Veja o resumo da notícia
- Incorporadoras listadas registram crescimento em lançamentos e vendas no primeiro trimestre de 2026.
- Aumento do petróleo Brent gera preocupação com a pressão sobre os custos gerais da construção civil.
- Variação nos preços de insumos como cimento, aço e revestimentos impacta diretamente a produção.
- Índice Nacional de Custo da Construção aponta alta significativa em mão de obra e materiais.
- Dificuldade em mensurar o impacto total do petróleo nos custos devido à complexidade da cadeia de suprimentos.
- Empresas com forte atuação no Minha Casa, Minha Vida enfrentam maior exposição devido a preços fixos.
- Novas faixas de renda e tetos de preço no programa MCMV podem afetar as margens de lucro futuras.

As incorporadoras listadas na bolsa de valores registraram mais lançamentos e vendas no primeiro trimestre de 2026, na comparação com o mesmo período de 2025. Levantamento feito pelo Valor com prévias operacionais de 14 empresas aponta alta de 2,6% no valor lançado e de 16,8% nas vendas líquidas. O cenário externo, porém, passou a preocupar por causa da pressão do petróleo sobre os custos da construção.
Materiais de construção entram no radar
Segundo o Citi, o petróleo Brent subia quase 41% até quarta-feira (22) desde o início da guerra entre Estados Unidos, Israel e Irã, em 28 de fevereiro. O insumo responde por 40% dos custos de produção do cimento e também afeta materiais como aço e revestimentos.

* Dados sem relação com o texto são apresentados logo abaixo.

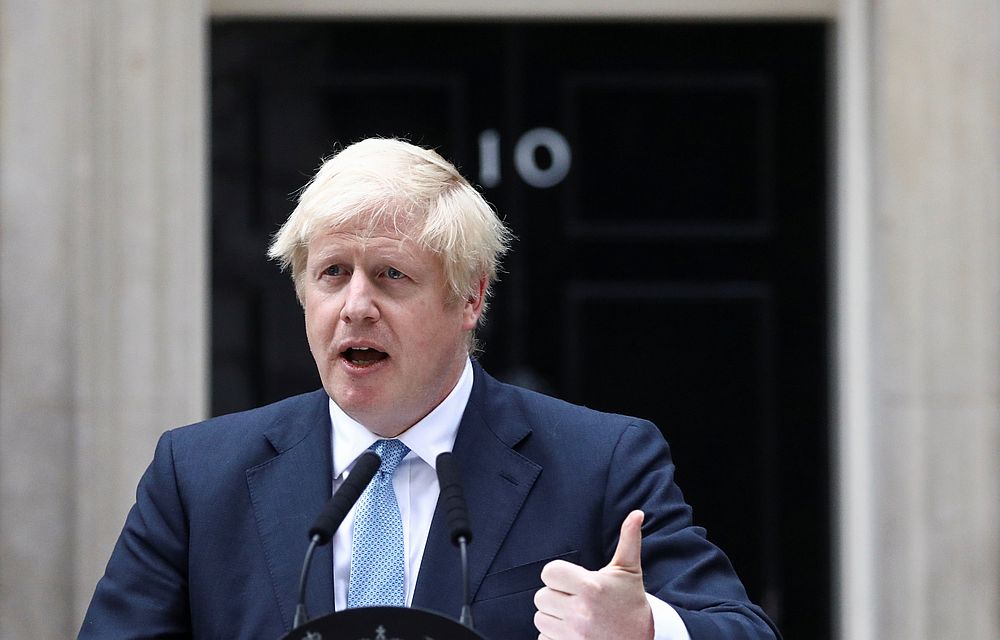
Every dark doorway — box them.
[212,22,831,639]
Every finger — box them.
[534,587,574,620]
[608,510,645,573]
[541,560,593,594]
[533,611,562,638]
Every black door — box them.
[212,22,830,638]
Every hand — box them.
[535,511,653,640]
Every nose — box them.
[340,270,379,324]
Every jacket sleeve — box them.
[79,431,191,638]
[604,421,780,640]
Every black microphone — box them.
[292,451,382,630]
[436,451,474,629]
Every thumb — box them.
[606,510,645,574]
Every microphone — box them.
[292,451,382,630]
[436,451,474,629]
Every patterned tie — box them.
[347,440,410,609]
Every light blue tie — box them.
[347,440,410,609]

O Índice Nacional de Custo da Construção (INCC) acumula alta de 5,81% em 12 meses até março. No período, a mão de obra subiu 9,04%, enquanto materiais e serviços avançaram 3,55%.
“Uma preocupação nossa e acreditamos que também do mercado é que o problema está no petróleo, e é muito difícil para nós ou para as próprias incorporadoras mensurar o efeito no custo total, porque você tem diversos fornecedores”, afirma Piero Trotta, analista do Citi, ao Valor.
Minha Casa, Minha Vida e margem das construtoras
O banco avalia que as empresas com maior atuação no Minha Casa, Minha Vida (MCMV) podem ser as mais expostas. Nesse segmento, o preço da unidade não é atualizado após a venda, mesmo com a obra ainda em andamento.
“E ainda tem dois anos para construir, em cenário de custos bem diferente do que se imaginava em janeiro”, explica André Mazini, do Citi. “Pode contratar resultados de margem bruta piores.”
As cinco principais incorporadoras do Minha Casa, Minha Vida ampliaram as vendas em 16,9% no primeiro trimestre deste ano. No mesmo contexto, entraram em vigor na quarta-feira (22) novas faixas de renda e novos tetos de preço do programa, com limite de até R$ 400 mil na faixa 3 e de R$ 600 mil na faixa 4.